Published online by Cambridge University Press: 28 April 2017
In the querelle du Roman de la rose, Christine de Pizan's primary criticism of the didactic poem turns on the issue of rhetoric: what is most objectionable about the Rose is that its teaching is cloaked in such lovely language that readers might misunderstand what should be espoused and what should be eschewed in the romance. In her opinion, all writing has a moral function, and so rhetoric has an important role to play in its teachings. A similar concern with the uses and effects of language subtends the early sixteenth-century writings of Marguerite de Navarre, arguably the most influential French woman writer in this moment of transition from the medieval to the early modern. The last and most well-known of her works, the Heptaméron, grapples directly with the powers and even dangers of rhetoric: in the Prologue, the devisants decide to exclude “gens de lectres” (people of letters) from their storytelling project, lest their rhetorical skill interfere with the truth value of the tales. However, Marguerite's writings also explore rhetoric's salutary powers, and her letters in particular investigate how rhetoric, and specifically epistolary rhetoric, can be a vehicle for the experience of spirituality.
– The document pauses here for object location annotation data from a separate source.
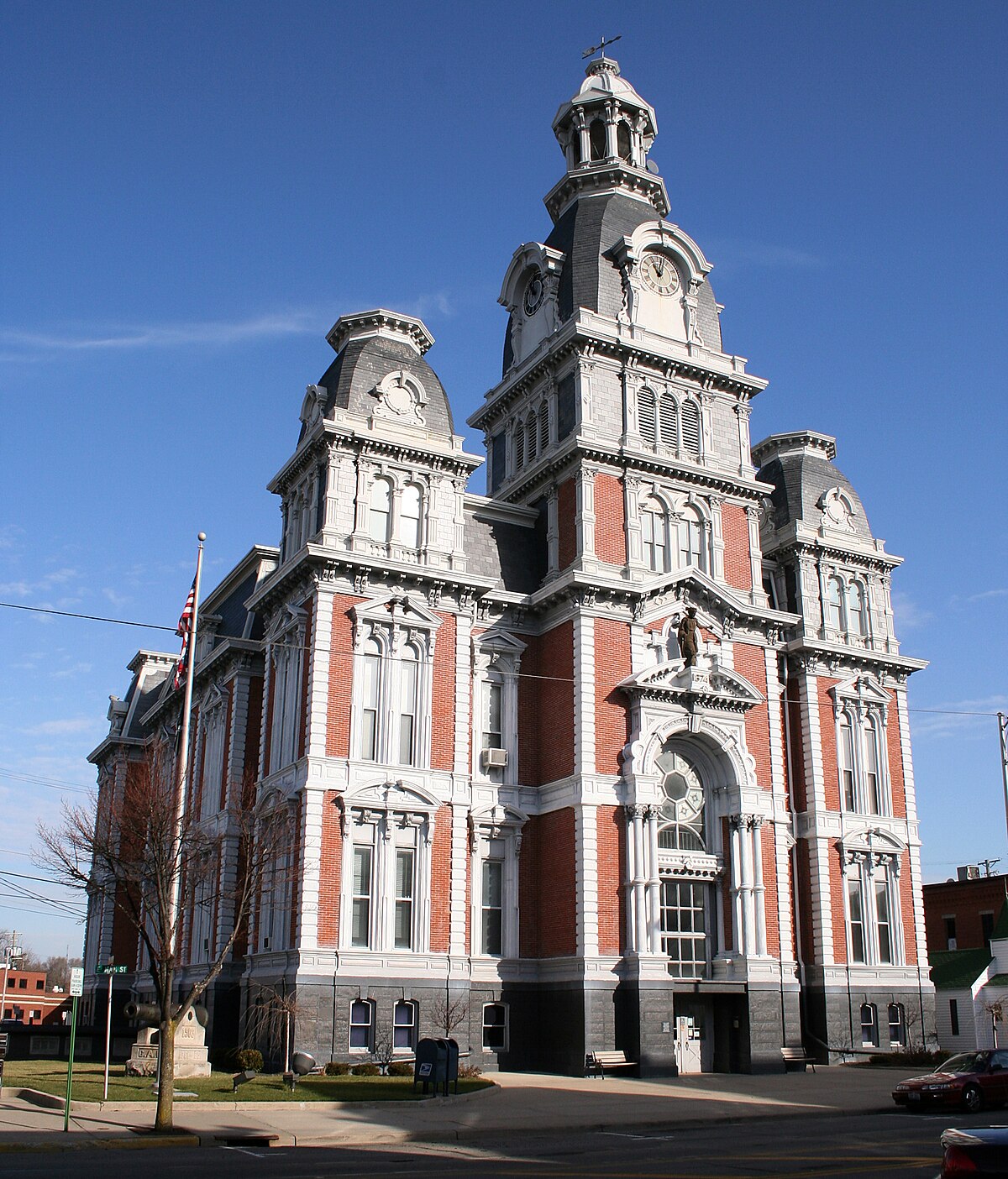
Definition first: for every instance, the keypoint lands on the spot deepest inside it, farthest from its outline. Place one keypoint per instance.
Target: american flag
(184, 627)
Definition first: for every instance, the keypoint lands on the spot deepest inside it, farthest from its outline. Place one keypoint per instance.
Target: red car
(972, 1080)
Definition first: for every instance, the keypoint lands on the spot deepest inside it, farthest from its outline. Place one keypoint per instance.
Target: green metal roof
(956, 969)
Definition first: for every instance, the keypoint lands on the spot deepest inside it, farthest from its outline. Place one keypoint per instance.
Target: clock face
(533, 294)
(684, 794)
(659, 274)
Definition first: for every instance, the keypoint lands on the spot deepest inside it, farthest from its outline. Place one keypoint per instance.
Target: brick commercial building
(517, 802)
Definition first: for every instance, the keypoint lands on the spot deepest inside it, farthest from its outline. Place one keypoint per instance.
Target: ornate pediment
(712, 688)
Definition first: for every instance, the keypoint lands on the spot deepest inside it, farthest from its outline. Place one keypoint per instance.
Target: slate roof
(362, 364)
(511, 553)
(958, 969)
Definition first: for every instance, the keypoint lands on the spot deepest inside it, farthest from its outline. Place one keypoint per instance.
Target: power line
(90, 618)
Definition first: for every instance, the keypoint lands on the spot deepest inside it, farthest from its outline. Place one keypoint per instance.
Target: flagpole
(183, 753)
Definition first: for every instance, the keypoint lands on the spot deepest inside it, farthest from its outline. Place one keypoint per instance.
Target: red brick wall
(441, 881)
(827, 735)
(443, 735)
(546, 706)
(306, 673)
(735, 531)
(249, 770)
(341, 679)
(612, 876)
(751, 663)
(837, 907)
(907, 907)
(546, 886)
(796, 769)
(330, 868)
(566, 508)
(804, 892)
(610, 520)
(225, 764)
(770, 893)
(612, 711)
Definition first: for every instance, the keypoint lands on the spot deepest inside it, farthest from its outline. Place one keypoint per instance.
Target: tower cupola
(606, 131)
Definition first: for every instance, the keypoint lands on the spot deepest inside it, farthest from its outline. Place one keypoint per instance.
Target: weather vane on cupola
(601, 47)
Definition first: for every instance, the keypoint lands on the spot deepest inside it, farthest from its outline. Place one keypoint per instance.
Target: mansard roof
(370, 347)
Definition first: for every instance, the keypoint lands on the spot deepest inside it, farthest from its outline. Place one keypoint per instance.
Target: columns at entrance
(748, 889)
(644, 899)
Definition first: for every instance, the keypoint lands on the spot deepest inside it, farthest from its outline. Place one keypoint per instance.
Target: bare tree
(449, 1012)
(137, 846)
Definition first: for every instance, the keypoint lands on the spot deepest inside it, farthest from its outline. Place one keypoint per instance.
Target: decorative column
(654, 883)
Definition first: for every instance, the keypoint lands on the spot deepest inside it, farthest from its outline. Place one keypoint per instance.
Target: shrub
(245, 1058)
(365, 1071)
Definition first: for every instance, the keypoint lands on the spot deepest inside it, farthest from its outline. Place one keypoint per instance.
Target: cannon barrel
(150, 1013)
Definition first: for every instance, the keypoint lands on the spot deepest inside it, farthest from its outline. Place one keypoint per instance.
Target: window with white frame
(869, 1026)
(496, 1020)
(496, 846)
(380, 511)
(692, 540)
(496, 660)
(654, 536)
(286, 659)
(394, 653)
(362, 1024)
(405, 1026)
(491, 909)
(387, 872)
(873, 908)
(862, 763)
(846, 613)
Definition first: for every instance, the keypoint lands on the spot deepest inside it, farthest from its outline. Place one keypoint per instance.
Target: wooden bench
(596, 1062)
(797, 1056)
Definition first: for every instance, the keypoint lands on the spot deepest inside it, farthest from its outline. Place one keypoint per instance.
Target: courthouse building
(516, 803)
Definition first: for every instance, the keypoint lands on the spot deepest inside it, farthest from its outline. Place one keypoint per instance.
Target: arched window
(691, 540)
(897, 1026)
(835, 604)
(871, 784)
(596, 137)
(371, 671)
(622, 139)
(409, 682)
(691, 429)
(381, 511)
(654, 536)
(646, 417)
(869, 1026)
(669, 422)
(856, 615)
(409, 516)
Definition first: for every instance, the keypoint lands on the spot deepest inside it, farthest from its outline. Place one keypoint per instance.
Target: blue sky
(192, 193)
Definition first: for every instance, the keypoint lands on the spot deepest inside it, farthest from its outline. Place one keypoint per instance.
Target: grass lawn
(50, 1077)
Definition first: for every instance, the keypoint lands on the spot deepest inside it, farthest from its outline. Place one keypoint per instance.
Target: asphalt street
(868, 1146)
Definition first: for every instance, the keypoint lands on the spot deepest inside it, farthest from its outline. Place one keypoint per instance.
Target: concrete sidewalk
(526, 1103)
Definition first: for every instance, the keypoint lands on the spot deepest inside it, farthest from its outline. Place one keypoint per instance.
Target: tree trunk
(165, 1111)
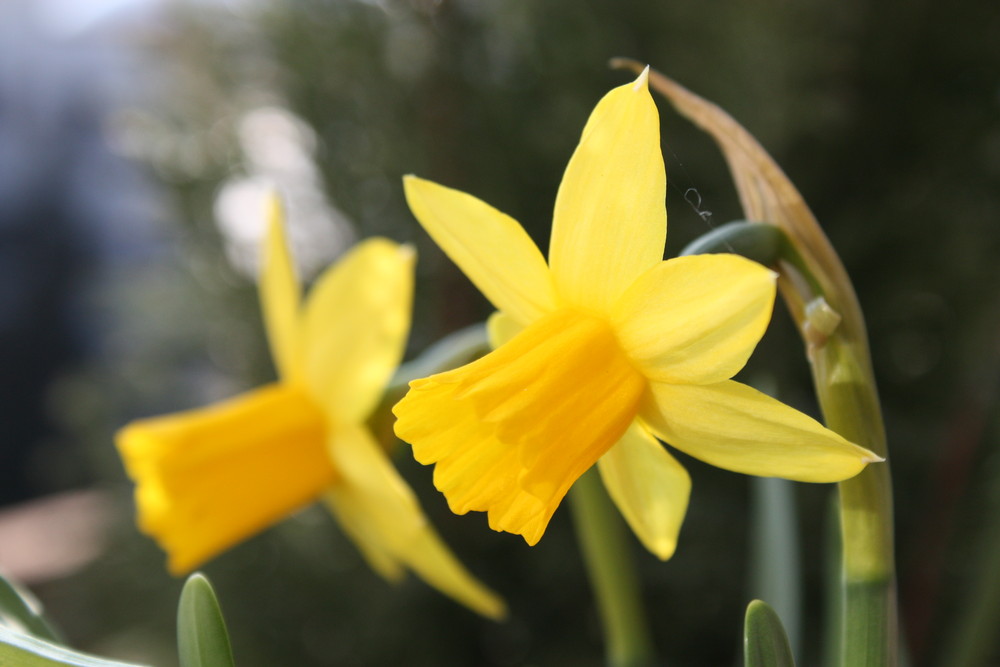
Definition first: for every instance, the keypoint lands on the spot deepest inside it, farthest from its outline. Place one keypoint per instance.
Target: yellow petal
(500, 328)
(735, 427)
(280, 295)
(355, 324)
(610, 219)
(208, 479)
(510, 432)
(650, 488)
(379, 509)
(491, 248)
(695, 319)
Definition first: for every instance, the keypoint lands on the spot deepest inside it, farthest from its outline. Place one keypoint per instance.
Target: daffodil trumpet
(603, 351)
(209, 478)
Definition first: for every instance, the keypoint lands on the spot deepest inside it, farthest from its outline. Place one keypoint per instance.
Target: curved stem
(601, 534)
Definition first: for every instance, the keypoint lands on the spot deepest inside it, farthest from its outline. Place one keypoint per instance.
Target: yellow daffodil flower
(210, 478)
(602, 349)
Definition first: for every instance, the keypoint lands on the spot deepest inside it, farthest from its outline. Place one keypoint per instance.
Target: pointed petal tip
(663, 550)
(642, 81)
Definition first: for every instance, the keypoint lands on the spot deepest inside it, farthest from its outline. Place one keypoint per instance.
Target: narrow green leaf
(20, 610)
(775, 571)
(202, 640)
(764, 640)
(20, 650)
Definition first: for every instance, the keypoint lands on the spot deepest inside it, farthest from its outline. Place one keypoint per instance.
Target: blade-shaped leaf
(202, 640)
(20, 650)
(20, 610)
(764, 640)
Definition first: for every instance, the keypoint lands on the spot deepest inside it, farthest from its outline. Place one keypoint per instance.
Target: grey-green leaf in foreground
(202, 640)
(22, 612)
(20, 650)
(764, 640)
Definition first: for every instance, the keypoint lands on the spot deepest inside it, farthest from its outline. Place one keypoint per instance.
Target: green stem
(850, 406)
(602, 537)
(845, 386)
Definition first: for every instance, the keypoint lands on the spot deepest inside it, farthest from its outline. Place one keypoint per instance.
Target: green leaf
(202, 640)
(764, 640)
(20, 610)
(20, 650)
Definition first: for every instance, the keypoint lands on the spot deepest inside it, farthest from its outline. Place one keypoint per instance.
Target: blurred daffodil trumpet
(209, 478)
(603, 350)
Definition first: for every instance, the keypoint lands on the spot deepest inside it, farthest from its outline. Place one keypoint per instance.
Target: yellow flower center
(512, 431)
(209, 478)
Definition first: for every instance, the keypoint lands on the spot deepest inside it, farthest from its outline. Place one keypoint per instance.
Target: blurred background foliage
(885, 114)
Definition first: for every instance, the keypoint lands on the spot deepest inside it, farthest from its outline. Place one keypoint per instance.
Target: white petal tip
(642, 81)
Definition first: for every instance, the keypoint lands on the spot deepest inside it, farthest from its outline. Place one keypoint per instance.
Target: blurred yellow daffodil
(602, 349)
(210, 478)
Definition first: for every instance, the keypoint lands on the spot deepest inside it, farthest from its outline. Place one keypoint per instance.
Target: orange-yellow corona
(207, 479)
(601, 349)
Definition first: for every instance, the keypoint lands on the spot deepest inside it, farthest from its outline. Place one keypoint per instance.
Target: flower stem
(602, 538)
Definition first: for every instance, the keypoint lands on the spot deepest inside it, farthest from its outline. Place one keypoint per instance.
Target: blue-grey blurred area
(69, 207)
(137, 140)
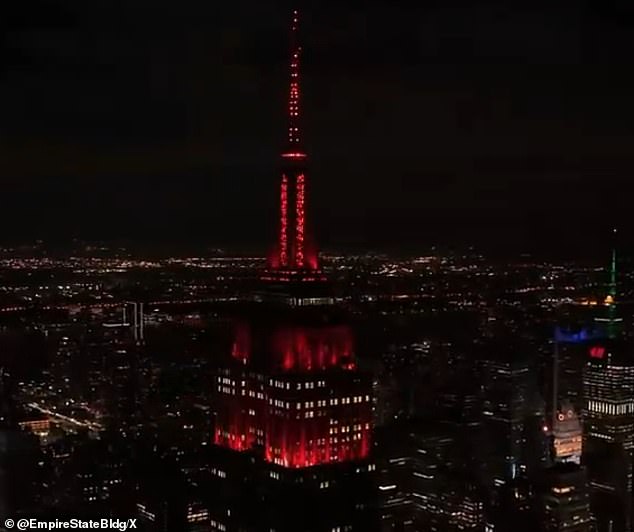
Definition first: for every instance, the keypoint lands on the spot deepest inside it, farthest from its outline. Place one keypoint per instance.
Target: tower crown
(295, 257)
(294, 150)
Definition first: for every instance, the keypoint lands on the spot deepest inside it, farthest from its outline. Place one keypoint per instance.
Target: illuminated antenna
(294, 150)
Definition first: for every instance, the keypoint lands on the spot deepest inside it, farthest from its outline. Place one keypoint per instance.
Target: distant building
(567, 436)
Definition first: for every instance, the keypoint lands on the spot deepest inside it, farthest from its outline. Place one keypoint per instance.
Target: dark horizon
(506, 127)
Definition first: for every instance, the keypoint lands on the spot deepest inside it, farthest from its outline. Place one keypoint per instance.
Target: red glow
(241, 347)
(299, 215)
(597, 351)
(284, 222)
(309, 349)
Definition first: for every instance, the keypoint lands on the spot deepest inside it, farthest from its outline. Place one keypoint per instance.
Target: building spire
(294, 140)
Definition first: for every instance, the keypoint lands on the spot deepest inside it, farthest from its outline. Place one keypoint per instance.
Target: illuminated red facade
(294, 255)
(292, 389)
(295, 391)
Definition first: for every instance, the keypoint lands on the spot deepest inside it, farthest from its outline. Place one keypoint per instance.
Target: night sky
(503, 123)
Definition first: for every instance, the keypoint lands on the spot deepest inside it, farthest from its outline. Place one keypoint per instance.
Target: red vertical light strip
(300, 221)
(284, 222)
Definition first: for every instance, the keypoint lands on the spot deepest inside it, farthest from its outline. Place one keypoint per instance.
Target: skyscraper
(294, 414)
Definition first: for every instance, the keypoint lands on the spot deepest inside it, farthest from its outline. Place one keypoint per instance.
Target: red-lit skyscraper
(293, 413)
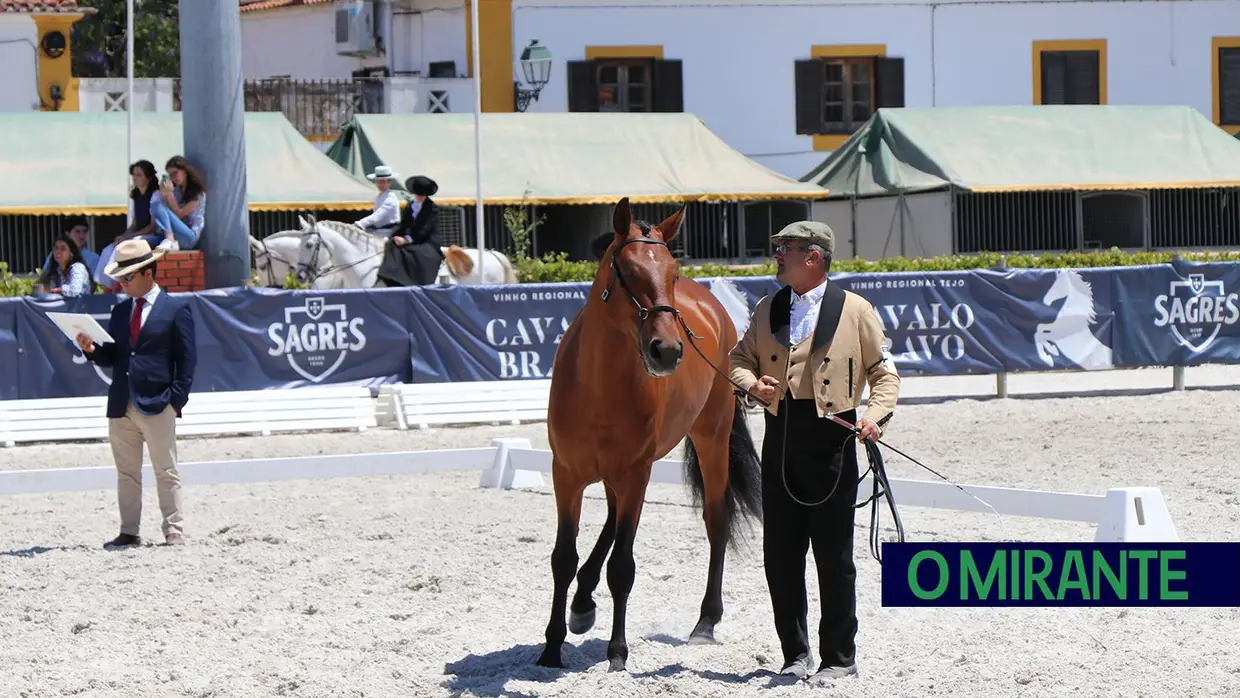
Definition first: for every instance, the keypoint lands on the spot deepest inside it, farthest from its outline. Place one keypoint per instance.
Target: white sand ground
(427, 585)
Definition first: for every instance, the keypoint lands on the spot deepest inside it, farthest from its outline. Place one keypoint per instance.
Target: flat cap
(811, 232)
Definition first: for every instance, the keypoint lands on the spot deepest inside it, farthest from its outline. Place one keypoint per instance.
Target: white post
(480, 220)
(129, 97)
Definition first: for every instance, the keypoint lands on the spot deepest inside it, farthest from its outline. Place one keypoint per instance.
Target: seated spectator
(140, 222)
(77, 229)
(68, 274)
(180, 210)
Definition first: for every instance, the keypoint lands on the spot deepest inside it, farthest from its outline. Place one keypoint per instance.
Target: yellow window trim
(1217, 78)
(832, 141)
(593, 52)
(1099, 45)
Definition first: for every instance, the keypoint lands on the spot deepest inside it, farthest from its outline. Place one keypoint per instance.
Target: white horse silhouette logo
(1069, 335)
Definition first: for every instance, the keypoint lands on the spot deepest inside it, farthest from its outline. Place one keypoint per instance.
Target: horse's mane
(355, 234)
(1078, 283)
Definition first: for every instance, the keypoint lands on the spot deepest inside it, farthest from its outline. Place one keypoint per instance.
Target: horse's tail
(744, 492)
(459, 262)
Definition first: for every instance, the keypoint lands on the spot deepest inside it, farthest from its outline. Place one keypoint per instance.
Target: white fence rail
(1121, 515)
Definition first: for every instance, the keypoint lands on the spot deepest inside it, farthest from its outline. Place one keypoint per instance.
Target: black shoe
(123, 541)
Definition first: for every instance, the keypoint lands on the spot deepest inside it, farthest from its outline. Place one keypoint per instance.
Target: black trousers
(815, 456)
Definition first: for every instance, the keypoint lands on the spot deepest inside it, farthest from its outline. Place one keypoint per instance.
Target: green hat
(811, 232)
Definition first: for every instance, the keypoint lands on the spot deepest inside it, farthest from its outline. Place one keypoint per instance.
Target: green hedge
(557, 268)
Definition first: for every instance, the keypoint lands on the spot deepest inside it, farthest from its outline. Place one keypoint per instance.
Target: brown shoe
(123, 541)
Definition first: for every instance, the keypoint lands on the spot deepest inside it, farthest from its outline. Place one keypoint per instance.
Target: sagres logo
(1195, 310)
(316, 337)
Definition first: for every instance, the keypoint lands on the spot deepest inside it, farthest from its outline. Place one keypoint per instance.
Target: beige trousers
(127, 435)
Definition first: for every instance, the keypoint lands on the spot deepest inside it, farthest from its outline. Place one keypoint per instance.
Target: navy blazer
(159, 370)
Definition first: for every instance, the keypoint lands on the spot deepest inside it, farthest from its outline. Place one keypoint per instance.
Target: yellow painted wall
(495, 52)
(57, 71)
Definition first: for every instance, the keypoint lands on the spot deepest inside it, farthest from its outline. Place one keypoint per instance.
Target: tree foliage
(99, 40)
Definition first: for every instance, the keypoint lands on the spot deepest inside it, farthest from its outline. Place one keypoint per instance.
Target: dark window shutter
(1229, 87)
(668, 86)
(583, 87)
(1083, 77)
(811, 77)
(888, 82)
(1053, 88)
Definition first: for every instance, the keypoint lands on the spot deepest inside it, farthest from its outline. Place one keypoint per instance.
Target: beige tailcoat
(833, 365)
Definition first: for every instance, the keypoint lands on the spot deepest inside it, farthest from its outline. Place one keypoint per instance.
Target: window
(841, 87)
(624, 84)
(1225, 58)
(1069, 72)
(625, 78)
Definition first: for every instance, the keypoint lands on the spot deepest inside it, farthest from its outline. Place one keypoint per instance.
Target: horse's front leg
(621, 567)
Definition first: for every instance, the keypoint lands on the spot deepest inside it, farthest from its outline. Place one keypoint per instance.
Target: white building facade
(748, 68)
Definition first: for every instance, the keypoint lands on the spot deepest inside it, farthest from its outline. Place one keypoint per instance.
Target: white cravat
(805, 313)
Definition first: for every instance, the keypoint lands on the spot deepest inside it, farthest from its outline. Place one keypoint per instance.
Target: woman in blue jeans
(179, 210)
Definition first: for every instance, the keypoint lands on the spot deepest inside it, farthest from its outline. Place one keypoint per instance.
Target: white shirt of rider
(387, 212)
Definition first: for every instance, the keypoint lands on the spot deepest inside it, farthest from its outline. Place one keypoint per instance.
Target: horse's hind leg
(709, 441)
(583, 609)
(563, 559)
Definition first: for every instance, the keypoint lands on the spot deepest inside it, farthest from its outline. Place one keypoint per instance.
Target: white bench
(468, 402)
(238, 412)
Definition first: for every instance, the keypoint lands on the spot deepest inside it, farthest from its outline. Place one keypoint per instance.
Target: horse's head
(644, 268)
(1076, 313)
(311, 253)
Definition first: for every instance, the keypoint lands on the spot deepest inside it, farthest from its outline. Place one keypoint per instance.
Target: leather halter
(616, 275)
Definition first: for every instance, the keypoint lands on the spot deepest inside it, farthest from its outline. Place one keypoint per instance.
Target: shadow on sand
(487, 675)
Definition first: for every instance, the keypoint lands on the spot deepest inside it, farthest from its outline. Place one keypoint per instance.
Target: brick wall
(181, 272)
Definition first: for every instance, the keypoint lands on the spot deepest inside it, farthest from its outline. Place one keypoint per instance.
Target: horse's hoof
(703, 637)
(579, 624)
(703, 634)
(551, 658)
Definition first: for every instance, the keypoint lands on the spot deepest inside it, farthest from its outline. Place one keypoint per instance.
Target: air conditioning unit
(357, 27)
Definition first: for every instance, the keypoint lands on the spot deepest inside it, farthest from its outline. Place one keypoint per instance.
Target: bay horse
(623, 396)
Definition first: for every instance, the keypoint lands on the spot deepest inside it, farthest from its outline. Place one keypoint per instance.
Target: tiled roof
(32, 6)
(256, 5)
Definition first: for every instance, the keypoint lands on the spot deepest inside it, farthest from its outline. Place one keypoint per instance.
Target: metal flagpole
(480, 220)
(129, 97)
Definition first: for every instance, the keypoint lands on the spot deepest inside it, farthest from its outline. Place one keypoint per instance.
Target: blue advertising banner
(939, 324)
(294, 339)
(9, 389)
(1178, 314)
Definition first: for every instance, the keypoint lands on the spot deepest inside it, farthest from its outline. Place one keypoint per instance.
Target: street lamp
(536, 68)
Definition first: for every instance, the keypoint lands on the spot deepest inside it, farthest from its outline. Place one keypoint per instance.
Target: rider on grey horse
(387, 207)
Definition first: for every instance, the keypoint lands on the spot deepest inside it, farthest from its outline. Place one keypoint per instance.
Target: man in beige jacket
(810, 350)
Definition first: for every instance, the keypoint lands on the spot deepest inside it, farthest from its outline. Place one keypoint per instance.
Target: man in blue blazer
(151, 358)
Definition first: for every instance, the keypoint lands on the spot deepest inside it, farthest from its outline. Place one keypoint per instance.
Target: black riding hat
(420, 185)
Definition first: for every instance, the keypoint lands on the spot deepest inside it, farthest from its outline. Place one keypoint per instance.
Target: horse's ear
(671, 226)
(621, 218)
(600, 244)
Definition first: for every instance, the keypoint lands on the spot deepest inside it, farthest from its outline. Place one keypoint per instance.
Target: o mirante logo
(1062, 574)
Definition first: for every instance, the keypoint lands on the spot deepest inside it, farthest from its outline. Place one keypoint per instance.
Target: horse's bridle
(311, 269)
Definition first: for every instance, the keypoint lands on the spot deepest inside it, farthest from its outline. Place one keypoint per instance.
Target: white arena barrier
(218, 413)
(469, 402)
(1132, 515)
(1121, 515)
Like Christine, Marguerite was a skilled practitioner of the epistolary arts, composing letters in verse and in prose, and employing letters in her fictional writings. However, unlike Christine, her epistolary ventures are not guided by an overarching interest in combating misogyny. Rather, spirituality is Marguerite's principal concern, and its relationship to the worldly receives a complex treatment in the thirteenth nouvelle of the Heptaméron. In this tale, a married captain falls in love with a married woman, professes his love in a letter accompanied by a diamond ring as a pledge of his love, and dies not long after. The virtuous married woman returns the diamond to the captain's wife. She also sends along a forged letter: she writes under the guise of a nun to whom the captain had confessed his sins before his last mortal adventure – and to whom he professed a desire to make amends with his wife upon his return. The happy épistolière preserves her virtue by refusing adulterous love, and she “rights” the wrongs occasioned by the captain's letter, occluding his attempted adultery with the fiction of his marital devotion and returning the precious jewel to the rightful recipient of his amorous gages.